3. Upsetting a Parisian by speaking in English
If you’ve been to Paris and didn’t speak un petit peu de Français at the time, you may have started a conversation with a local in English. It probably didn’t go so well. Understandably, an exorbitant number of Parisians dislike being expected to speak in a different tongue off the bat. Well, “dislike” might be an understatement.
4. Butchering the French language after said incident
Every first-time tourist who’s experienced #3 above has likely made it a point to learn a few French phrases to avoid the potential awkwardness again. Such terms include “Bonjour!” and “Parlez-vous Anglais?” among others. Lucky for said first-time tourist, Parisians hate hearing their language butchered far more than they dislike speaking English. The conversation always falls back to English at the drop of a hat.
5. Waiting ages to scale the Eiffel Tower
Okay, so if you visit Paris, it’s your duty to see the Eiffel Tower. Potentially wait up to four hours (yes, four) in line in order to take an elevator to the observation deck of the Eiffel Tower? Not so much.
No matter the length of the line, millions of tourists brave the crowds and make the journey upwards. Visitors in the know often take the stairs to the “second floor” and jump on the elevator from there. A quick heads up: You’ll be climbing 670 steps to arrive at the second floor.
6. Walking the entirety of the Champs-Élysées
A quick stroll on the Champs-Élysées is an enjoyable experience, but there’s no need to walk the street in its entirety. First-time tourists may expect to see something different after the first several minutes of walking. Driven by this anticipation of seeing something novel, they forge on. Surprise! Same old: automobile showrooms, luxury goods boutiques, and overpriced cafés.
Considering the street is one of the most expensive pieces of real estate on Earth, it’s no wonder everything is overpriced. Someone has to pay the rent.

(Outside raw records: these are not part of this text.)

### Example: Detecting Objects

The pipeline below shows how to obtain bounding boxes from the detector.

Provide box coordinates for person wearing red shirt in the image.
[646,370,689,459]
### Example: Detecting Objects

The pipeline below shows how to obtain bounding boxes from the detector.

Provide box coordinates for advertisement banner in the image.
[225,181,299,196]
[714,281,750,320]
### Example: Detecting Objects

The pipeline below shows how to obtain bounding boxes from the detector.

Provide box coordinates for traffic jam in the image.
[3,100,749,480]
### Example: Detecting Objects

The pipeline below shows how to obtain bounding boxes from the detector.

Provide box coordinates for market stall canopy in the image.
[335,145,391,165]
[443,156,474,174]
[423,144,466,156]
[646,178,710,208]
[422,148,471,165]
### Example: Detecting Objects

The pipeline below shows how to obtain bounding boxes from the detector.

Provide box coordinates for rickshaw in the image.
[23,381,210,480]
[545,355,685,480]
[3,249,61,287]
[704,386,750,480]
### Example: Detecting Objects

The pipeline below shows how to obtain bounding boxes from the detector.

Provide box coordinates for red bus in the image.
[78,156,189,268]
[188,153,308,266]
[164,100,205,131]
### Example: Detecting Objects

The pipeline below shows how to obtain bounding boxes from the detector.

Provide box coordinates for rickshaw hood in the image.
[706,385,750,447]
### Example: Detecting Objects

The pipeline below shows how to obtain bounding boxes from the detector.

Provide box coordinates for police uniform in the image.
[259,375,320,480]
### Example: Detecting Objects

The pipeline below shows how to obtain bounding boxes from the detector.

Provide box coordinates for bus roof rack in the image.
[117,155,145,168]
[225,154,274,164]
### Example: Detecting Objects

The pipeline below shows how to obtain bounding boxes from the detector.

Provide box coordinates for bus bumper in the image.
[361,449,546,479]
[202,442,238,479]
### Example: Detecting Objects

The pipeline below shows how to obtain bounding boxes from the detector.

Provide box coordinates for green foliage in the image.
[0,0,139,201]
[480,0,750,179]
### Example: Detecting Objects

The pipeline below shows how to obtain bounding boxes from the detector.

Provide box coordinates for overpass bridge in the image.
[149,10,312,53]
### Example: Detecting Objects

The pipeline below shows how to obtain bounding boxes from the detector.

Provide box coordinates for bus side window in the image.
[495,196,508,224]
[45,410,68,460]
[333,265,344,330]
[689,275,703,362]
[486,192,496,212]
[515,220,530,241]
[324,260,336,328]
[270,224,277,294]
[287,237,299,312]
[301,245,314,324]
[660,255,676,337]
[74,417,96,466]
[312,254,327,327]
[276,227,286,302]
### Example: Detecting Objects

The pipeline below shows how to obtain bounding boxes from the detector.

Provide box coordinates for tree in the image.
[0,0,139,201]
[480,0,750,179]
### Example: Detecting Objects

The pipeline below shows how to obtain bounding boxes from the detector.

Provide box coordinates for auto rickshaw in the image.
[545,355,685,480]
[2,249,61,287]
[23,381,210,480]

7. Taking a boat tour on the Seine
There’s nothing wrong with taking a “river cruise” on the Seine. Simply put, it’s rather common. There are more off-the-beaten-path boat voyages one can enjoy, but the Seine’s tours are the most popular. They don’t look like anything special from the streets that line the river, but the views from the water provide a unique perspective on the city.

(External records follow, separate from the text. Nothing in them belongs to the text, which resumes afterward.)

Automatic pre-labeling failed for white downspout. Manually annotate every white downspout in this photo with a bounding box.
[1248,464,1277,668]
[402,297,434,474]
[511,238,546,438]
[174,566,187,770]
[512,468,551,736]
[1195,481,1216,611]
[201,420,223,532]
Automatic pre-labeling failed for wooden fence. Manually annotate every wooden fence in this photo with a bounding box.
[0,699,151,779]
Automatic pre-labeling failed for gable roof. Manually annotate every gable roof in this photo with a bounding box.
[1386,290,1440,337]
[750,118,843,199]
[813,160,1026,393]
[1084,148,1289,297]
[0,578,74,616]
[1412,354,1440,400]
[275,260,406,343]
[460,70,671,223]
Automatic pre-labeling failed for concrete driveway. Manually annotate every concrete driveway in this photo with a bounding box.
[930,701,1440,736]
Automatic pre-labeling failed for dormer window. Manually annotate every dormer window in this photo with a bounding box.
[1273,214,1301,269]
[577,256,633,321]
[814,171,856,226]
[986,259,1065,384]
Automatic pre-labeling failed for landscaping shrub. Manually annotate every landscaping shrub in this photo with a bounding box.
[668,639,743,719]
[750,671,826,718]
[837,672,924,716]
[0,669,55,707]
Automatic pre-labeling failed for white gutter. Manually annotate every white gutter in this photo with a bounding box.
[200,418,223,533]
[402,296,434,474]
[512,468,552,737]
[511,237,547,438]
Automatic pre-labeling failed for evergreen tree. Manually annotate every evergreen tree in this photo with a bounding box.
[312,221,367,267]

Yes, many first-time tourists do this. No, there’s no valid reason not to.
8. Eating a pain au chocolat on Any Street, Paris
Commonly sold in bakeries and supermarkets all over the city, a pain au chocolat is a morsel of heaven composed of a (viennoiserie) sweet roll with dark chocolate inside. Every tourist looking to experience a slice of Paris goes for a pain au chocolate, croissant, or a crepe. The decision to enjoy all three over the duration of a trip is an advisable one. Always. Bonus points if you can take down all three in one sitting.
9. Unnecessarily taking a cab ride or two
For those with little to no knowledge of Paris, cabs may seem like a great option. “It’s a city! People in cities take taxis!” Parisians, on the other hand, favor the public transportation system. After one too many expensive cab rides (which should end at one), a tourist should too.

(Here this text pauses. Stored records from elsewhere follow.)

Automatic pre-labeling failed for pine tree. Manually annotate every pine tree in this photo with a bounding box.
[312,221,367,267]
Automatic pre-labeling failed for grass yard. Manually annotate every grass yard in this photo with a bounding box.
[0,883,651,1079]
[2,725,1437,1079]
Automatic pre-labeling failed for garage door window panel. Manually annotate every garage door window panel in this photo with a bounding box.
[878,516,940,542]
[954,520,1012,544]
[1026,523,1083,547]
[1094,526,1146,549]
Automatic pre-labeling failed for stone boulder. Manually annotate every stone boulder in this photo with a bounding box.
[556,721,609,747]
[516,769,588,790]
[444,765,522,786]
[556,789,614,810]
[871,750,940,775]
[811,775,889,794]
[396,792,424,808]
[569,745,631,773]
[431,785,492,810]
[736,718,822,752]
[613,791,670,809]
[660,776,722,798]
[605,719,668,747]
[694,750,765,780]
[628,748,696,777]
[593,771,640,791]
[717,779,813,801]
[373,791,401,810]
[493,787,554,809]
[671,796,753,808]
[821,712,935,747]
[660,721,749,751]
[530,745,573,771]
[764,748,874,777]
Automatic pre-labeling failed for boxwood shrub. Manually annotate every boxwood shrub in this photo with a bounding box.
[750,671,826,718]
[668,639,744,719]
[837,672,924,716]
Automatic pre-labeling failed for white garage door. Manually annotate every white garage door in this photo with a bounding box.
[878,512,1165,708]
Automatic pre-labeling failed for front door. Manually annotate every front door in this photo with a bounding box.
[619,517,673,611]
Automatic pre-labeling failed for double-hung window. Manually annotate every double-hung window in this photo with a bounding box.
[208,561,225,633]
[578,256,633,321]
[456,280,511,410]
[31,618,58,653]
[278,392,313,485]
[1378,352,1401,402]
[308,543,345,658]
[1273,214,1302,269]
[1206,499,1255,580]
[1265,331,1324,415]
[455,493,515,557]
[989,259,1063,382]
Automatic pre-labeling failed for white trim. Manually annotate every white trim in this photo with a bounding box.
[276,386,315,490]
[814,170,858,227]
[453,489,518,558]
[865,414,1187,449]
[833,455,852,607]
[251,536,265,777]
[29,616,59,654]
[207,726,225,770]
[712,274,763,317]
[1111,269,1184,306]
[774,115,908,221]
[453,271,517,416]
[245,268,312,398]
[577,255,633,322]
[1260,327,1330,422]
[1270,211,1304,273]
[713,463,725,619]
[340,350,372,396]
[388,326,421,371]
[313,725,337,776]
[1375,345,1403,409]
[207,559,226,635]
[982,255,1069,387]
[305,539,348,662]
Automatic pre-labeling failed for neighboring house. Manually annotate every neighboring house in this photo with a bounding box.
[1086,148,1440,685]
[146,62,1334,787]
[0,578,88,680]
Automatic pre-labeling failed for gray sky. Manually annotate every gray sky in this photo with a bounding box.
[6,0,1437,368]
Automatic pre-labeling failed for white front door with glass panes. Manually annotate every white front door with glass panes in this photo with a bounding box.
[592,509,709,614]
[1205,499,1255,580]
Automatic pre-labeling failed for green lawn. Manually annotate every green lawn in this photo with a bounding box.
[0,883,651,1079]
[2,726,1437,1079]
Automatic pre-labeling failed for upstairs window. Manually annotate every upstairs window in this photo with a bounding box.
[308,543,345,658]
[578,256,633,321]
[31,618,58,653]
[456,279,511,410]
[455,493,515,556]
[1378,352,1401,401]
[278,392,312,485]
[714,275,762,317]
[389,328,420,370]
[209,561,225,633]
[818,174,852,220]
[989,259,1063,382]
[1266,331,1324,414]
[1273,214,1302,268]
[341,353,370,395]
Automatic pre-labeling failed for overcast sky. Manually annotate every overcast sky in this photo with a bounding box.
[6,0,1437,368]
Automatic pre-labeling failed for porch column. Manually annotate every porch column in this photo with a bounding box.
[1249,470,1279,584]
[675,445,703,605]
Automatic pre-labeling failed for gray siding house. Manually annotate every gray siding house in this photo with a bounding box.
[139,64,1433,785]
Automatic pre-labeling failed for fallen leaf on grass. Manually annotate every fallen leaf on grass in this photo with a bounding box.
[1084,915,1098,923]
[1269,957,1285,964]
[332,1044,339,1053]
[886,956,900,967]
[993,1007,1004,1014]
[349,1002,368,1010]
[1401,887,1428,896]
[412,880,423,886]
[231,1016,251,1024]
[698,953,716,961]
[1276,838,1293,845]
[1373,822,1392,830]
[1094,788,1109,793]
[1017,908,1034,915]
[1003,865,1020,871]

The metro, bus, and RER are more than adequate for locals and tourists alike — they’re easy to use, affordable, and reliable.
10. Experiencing sticker shock at the price of food
A first-time tourist might be rather hungry upon arrival and decide to eat fries and hot dogs at the kiosk across from the Eiffel Tower. Twenty-plus euros for two orders of fries and two hot dogs shouldn’t be the norm.
Unfortunately, pastries and coffee might give a first-time tourist sticker shock as well. So will the random banh mis you’ll come across. Well, most perishable items will. That’s okay — it won’t seem as bad the second time around.